Carnaval des animaux à Mogues

Après une semaine de travail épuisante je me sens bien peu motivé pour faire tourner le pédalier. Aussi, je pense me concocter une grasse matinée dominicale. Samedi à 20H je me demande quand aura lieu la rando de Mogues cette année pour programmer les week-ends à venir. Google me donne la réponse ; C’est le 7 septembre c’est à dire demain ! Dilemme entre un lever à une heure où les boulangeries sont dépourvues de croissants ou me rendre à Mogues bien tôt devant être rentré pour 12H. L’affection que je porte à cette rando me fait choisir la seconde solution si le réveil n’est pas trop douloureux. Certes, le parcours n’est pas des plus techniques ni des plus exceptionnels. Toutefois, c’est à Mogues que j’avais fait à mes débuts en 2012 ma 1ère longue distance -pour l’époque- et de plus tout seul comme un grand.
Dans la soirée Michaël me sonne sur Facebook afin de savoir le programme de dimanche. Je lui fait part d’Olloy avec Arnaud et de Mogues si j’arrive à m’extirper des draps. Il retient Mogues mais avec un départ plus tardif que le mien. Je lui fais confiance pour me rejoindre sur la trace.
J’arrive sur place à 7H50. L’accueil est toujours aussi sympathique. Je prends le départ du 40Km à 8H00 sonnante. Le parcours est nouveau et emprunte 90% de bois. Si les 500 premiers mètres en plaine sont sablonneux, la boue collante prend le relais dès l’entrée dans les bois. Ma première gorgée d’Isostar à un goût de vinaigre avec en arrière bouche une saveur de jus de fruit à base d’oranges du Brésil récoltées au bois de Boulogne. Beurk !  Les suivantes sont identiques. Je décide donc d’attendre le ravito pour répondre à ma soif. Malgré la trace roulante ma petite forme ne me permet pas de monter au delà des 18Km/H excepté dans quelques descentes. Deux biches coupent mon chemin. Je m’arrête pour les regarder s’éloigner tranquillement. Au 10ème Km je papote avec le sympathique photographe. Je repars en appuyant sur les pédales en me faisant violence. 3 km plus loin arrive un passage plus sauvage et ludique pour me donner de l’énergie avant de parvenir au ravito. Je vide le contenu sans nom de ma poche à eau et le remplace par celui du jérrican. La suite du parcours m’est exposée. Le 40 quitte le 25 par une belle descente avant de prendre un single. Le parcours devient plus amusant. Un longue montée finalise cette boucle. J’entends un vacarme à ma gauche. Une horde de sangliers déboule à toute allure. Je pile. 3 énormes cochons passent à 10 mètres. Effrayés les marcassins font demi tour. Et voilà que la laie revient sur ses pas en grognant comme un homme au réveil. Elle s’arrête à 3 longueurs de moi. Peu fier et les chococottes à zéro, j’applique la technique du musée Grévin en espérant ne pas être confondu avec du maïs. Heureusement les petits réapparaissent et leur mère disparaît avec eux. Ouf !
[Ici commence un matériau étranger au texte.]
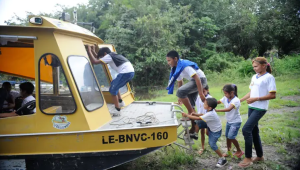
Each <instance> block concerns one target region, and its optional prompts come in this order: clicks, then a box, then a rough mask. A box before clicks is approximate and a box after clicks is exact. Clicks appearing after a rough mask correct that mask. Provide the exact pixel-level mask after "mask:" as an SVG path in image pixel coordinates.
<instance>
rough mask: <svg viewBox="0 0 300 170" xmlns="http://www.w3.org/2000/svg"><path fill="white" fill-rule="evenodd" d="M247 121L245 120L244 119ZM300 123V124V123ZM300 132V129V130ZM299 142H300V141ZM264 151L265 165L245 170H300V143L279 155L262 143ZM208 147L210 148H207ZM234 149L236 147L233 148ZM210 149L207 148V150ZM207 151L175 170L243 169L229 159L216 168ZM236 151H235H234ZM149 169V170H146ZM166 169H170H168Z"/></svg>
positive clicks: (287, 149) (220, 116)
mask: <svg viewBox="0 0 300 170" xmlns="http://www.w3.org/2000/svg"><path fill="white" fill-rule="evenodd" d="M282 99H284V100H291V101H296V102H298V101H299V102H300V96H286V97H282ZM299 110H300V107H283V108H281V109H270V110H268V112H267V114H284V113H293V112H295V111H299ZM246 117H247V115H242V118H246ZM220 118H221V120H222V122H223V121H226V119H225V116H220ZM244 120H245V119H244ZM299 123H300V122H299ZM299 131H300V129H299ZM297 141H300V139H298V140H297ZM218 145H219V146H220V148H221V149H222V151H223V152H226V151H227V148H226V140H224V139H223V140H221V141H220V143H218ZM262 145H263V150H264V158H265V161H264V162H263V163H255V164H253V165H252V166H251V167H248V168H245V169H247V170H252V169H255V170H273V169H275V170H281V169H288V170H300V142H292V144H291V143H289V144H283V145H284V146H283V147H284V149H285V150H286V153H279V152H278V151H277V150H278V147H276V146H271V145H266V144H264V142H263V141H262ZM207 147H208V146H207ZM233 148H234V147H233ZM208 149H210V148H207V150H208ZM207 150H205V151H204V153H203V154H202V155H201V156H198V155H195V157H194V159H195V160H196V163H195V164H194V165H182V166H178V168H175V169H190V170H195V169H201V170H210V169H220V170H234V169H242V168H240V167H238V163H239V162H240V161H241V159H235V158H228V164H227V165H226V166H225V167H223V168H216V167H215V165H216V163H217V159H218V157H217V155H216V154H215V153H212V152H211V151H207ZM234 151H235V150H234ZM156 152H162V150H158V151H156ZM255 156H256V153H255V150H254V149H253V157H255ZM116 169H136V168H135V161H133V162H130V163H128V164H125V165H122V166H120V167H118V168H116ZM146 169H149V168H146ZM166 169H170V168H168V167H166ZM172 169H174V168H172Z"/></svg>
Aux alentours de Florenville la trace longe la Semois entre les arbres. Le fléchages est irréprochable comme depuis le début. Une montée physique prend la suite avant de revenir à des chemins forestiers plus larges et roulants jusqu’au 2d ravito. Mes jambes se sont enfin réveillées. Je peux envoyer les watts sur les faux plats de plusieurs km. Un participant dans une tenue digne de la panthère rose me double. Je prends sa roue avant de reprendre les devants. Nous jouons à ce petit jeu durant une vingtaine de minutes. De temps en temps j’échange avec ce VTTiste venu du pays du septante et du nonante. Après une longue descente je retrouve le macadam. Ce goudron montant fait souffrir plus d’un participant. Cela ressemble quasi à la Bérézina pour beaucoup dans cette bosse placée à 2 km de l’arrivée.
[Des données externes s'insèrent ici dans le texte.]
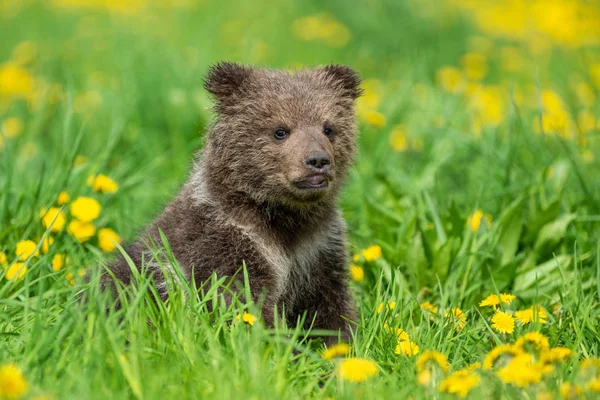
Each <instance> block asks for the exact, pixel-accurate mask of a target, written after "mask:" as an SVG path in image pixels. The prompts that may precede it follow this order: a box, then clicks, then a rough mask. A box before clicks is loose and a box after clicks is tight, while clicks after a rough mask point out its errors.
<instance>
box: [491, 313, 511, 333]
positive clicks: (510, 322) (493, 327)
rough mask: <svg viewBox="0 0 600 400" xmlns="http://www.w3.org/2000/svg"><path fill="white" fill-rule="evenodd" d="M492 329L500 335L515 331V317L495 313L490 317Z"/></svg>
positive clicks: (509, 314) (504, 313)
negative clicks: (500, 333) (491, 317)
mask: <svg viewBox="0 0 600 400" xmlns="http://www.w3.org/2000/svg"><path fill="white" fill-rule="evenodd" d="M492 328H494V329H495V330H496V331H498V332H500V333H513V332H514V330H515V317H513V316H512V315H510V314H508V313H506V312H504V311H497V312H496V314H494V316H493V317H492Z"/></svg>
Je termine à 11H satisfait de ces 43Km et 700M de D+. Une trace peu technique dans l’ensemble mais qui reste agréable tout en travaillant le foncier. Ce qui est certain c’est que l’organisation n’a pas hésité à transpirer pour nous préparer cette rando. Avant de reprendre le volant je passe à la buvette m’envoyer un rafraîchissement et faire part à Jacky (l’organisateur en chef) de mes commentaires.
En début d’après-midi Micha me facebooke : « Fin 11:37 » et « 9H20 : départ ». Comme quoi d’un « Ok » à 2 mots il n’y a que 40Km.